Sneak was intrigued to read reports that the BBC is to screen a 'comedy drama' about the early days of the home computer industry in the UK, when men were men, computers were knocked up from kits that had to be soldered together at home, and software was almost invariably loaded from audio cassette tape.
The show is apparently to be called [bad pun alert] "Syntax Era", and will star comedians Alexander Armstrong as Clive Sinclair and Martin Freeman as Chris Curry, one of the founders of Acorn Computers.
Many of the reports Sneak has seen indicate the show's plot will centre on the rivalry between Sinclair and Acorn Computers for "home computer supremacy".
This isn't how Sneak recalls this period of IT history, it has to be said. Sinclair's ZX Spectrum and Acorn's BBC Micro computers were aimed at very different ends of the computer market.

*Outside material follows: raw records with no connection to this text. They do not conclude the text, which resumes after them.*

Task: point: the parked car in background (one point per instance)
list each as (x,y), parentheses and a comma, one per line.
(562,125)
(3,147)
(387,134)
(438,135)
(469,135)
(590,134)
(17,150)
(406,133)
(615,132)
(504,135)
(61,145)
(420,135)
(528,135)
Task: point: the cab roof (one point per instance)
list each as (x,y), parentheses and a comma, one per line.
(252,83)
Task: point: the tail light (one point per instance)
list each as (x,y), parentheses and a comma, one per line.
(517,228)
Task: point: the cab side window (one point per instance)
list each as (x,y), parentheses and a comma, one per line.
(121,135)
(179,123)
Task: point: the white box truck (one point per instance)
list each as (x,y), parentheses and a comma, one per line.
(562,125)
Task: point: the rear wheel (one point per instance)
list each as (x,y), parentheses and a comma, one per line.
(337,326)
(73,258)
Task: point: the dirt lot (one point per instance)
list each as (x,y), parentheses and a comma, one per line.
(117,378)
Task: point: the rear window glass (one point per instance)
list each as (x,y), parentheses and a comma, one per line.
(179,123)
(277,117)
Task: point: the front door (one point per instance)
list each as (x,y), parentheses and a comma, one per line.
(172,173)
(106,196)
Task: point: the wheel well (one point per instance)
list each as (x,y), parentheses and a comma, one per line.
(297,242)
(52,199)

The 'Beeb' was regarded as the Rolls-Royce of home computers, as it had a full typewriter keyboard, video outputs for a TV and monitor, and an array of ports, including analogue-to-digital converter, disk drive interface, and even a set of chip sockets for plugging in add-on ROM chips that expanded its built-in software. It was a hobbyists' dream.

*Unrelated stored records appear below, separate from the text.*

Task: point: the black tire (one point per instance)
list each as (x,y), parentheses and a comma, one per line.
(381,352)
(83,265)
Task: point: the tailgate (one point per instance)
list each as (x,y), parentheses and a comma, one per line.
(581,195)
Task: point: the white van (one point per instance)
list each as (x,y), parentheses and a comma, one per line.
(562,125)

By contrast, the 'Speccy' was cheap and cheerful, with a rubbery keyboard and a single expansion port that simply brought out the processor bus signals to a connector at the back of the case. It was great for learning to program, playing games, and an introduction to the world of computers.
It would be difficult to decide which of the two was best, however. While the Beeb was clearly technically superior, the Spectrum was far more affordable and had many more software titles created for it. Which would you choose?
As to the "Syntax Era", don't you think that it's great that the BBC went out of its way to find so obvious a look-alike for Clive Sinclair?